Continuous Causal Calibration — Technical Appendix

Abstract

We address the problem of fusing high-frequency, biased observational data (surrogates) with sparse, unbiased experimental data (oracles) in non-stationary environments. We show that standard Bayesian updating fails due to Asymptotic Likelihood Dominance: as $N_{\text{obs}} \to \infty$ , the posterior collapses to the biased estimator. We introduce Continuous Causal Calibration (CCC), a state-space framework that resolves this via Dynamic Design-by-Projection. By projecting the surrogate signal onto a manifold constrained by Monotonicity (Hill functions) and Temporal Smoothness (Ornstein-Uhlenbeck drift), we achieve identification of the causal parameter provided the experimental sampling rate exceeds the bandwidth of the bias drift—a condition we formalize as the Causal Nyquist Rate.
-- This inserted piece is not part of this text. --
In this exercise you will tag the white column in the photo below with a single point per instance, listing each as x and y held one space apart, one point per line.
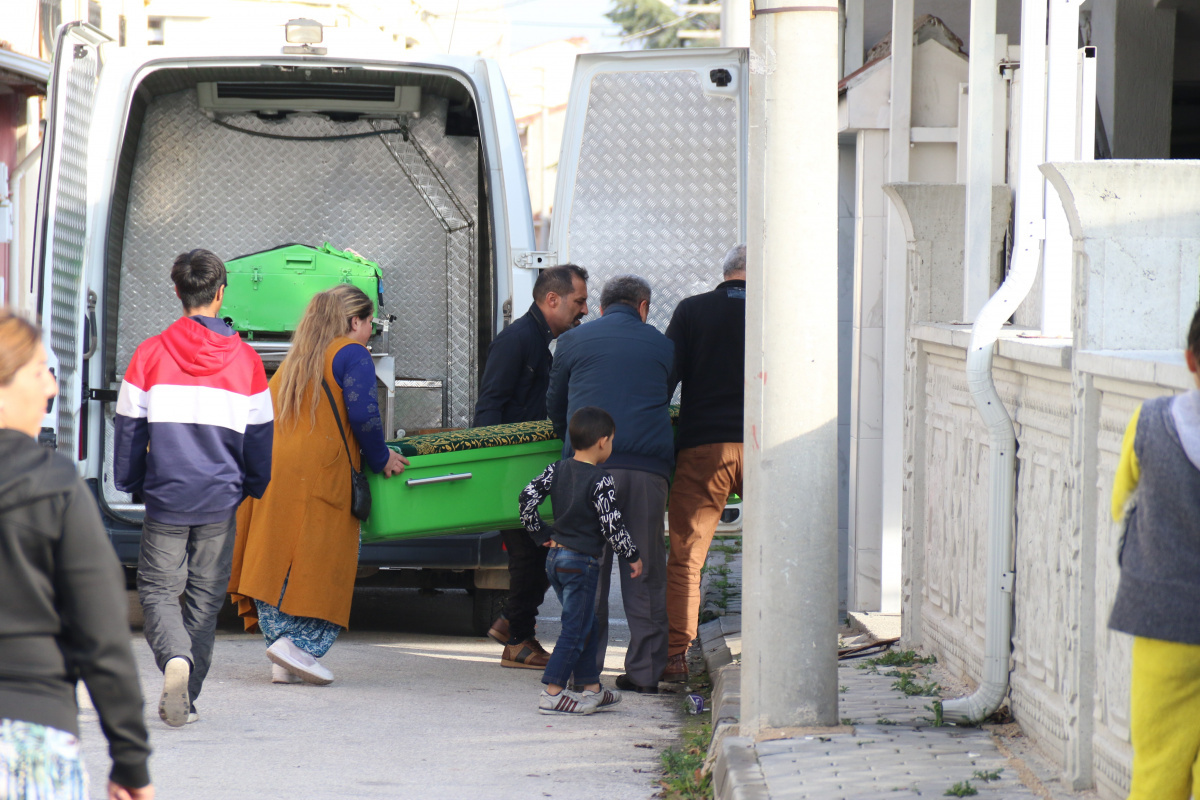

Prerequisites: This appendix assumes familiarity with Bayesian state-space models, Hamiltonian Monte Carlo (Stan), and spectral analysis of time series. For the conceptual introduction, see Continuous Causal Calibration: Overview (forthcoming).

1. The Impossibility of Naive Updating

Let $\theta$ be a causal parameter (e.g., marginal ROAS). We observe two datasets:

Observational ( $D_{\text{obs}}$ ): $N_{\text{obs}}$ data points, biased. $\mathbb{E}[\hat{\theta}_{\text{obs}}] = \theta + \delta$ .
Experimental ( $D_{\text{exp}}$ ): $N_{\text{exp}}$ data points, unbiased. $\mathbb{E}[\hat{\theta}_{\text{exp}}] = \theta$ .

The standard industry approach uses $D_{\text{exp}}$ to set a prior for a media mix model (MMM) trained on $D_{\text{obs}}$ :

P(\theta) = \mathcal{N}(\hat{\theta}_{\text{exp}}, \sigma_{\text{exp}})

Proposition 1 (Asymptotic Likelihood Dominance)

Under standard regularity conditions (consistency of the MLE, finite Fisher information), as $N_{\text{obs}} \to \infty$ while $N_{\text{exp}}$ remains constant, the Kullback-Leibler divergence between the posterior and the biased observational likelihood goes to zero:

\lim_{N_{\text{obs}} \to \infty} D_{KL}(P(\theta \mid D_{\text{obs}}, D_{\text{exp}}) \,||\, P(\theta \mid D_{\text{obs}})) = 0

Proof sketch: By Bernstein-von Mises, the posterior is asymptotically normal with precision $\propto N_{\text{obs}}$ . The prior (informed by $D_{\text{exp}}$ ) has fixed precision. As $N_{\text{obs}} \to \infty$ , the likelihood precision dominates, and the posterior mean converges to the MLE from $D_{\text{obs}}$ , which is biased. ∎

Implication: The experiment is asymptotically ignored. The model converges to the biased estimate $\theta + \delta$ with arbitrarily high certainty. No amount of tuning hyperparameters can prevent this—it is a structural property of the Bayesian update. This necessitates a fundamentally different modeling approach.

Why This Matters

In media measurement, $N_{\text{obs}}$ (daily attribution data) is typically 1000-10000× larger than $N_{\text{exp}}$ (quarterly geo experiments). A naive informative prior is immediately overwhelmed. The experimental signal, no matter how carefully collected, becomes statistically irrelevant. Teams observe this empirically ("our geo results don't move the MMM") but lack a formal explanation. Proposition 1 provides that explanation.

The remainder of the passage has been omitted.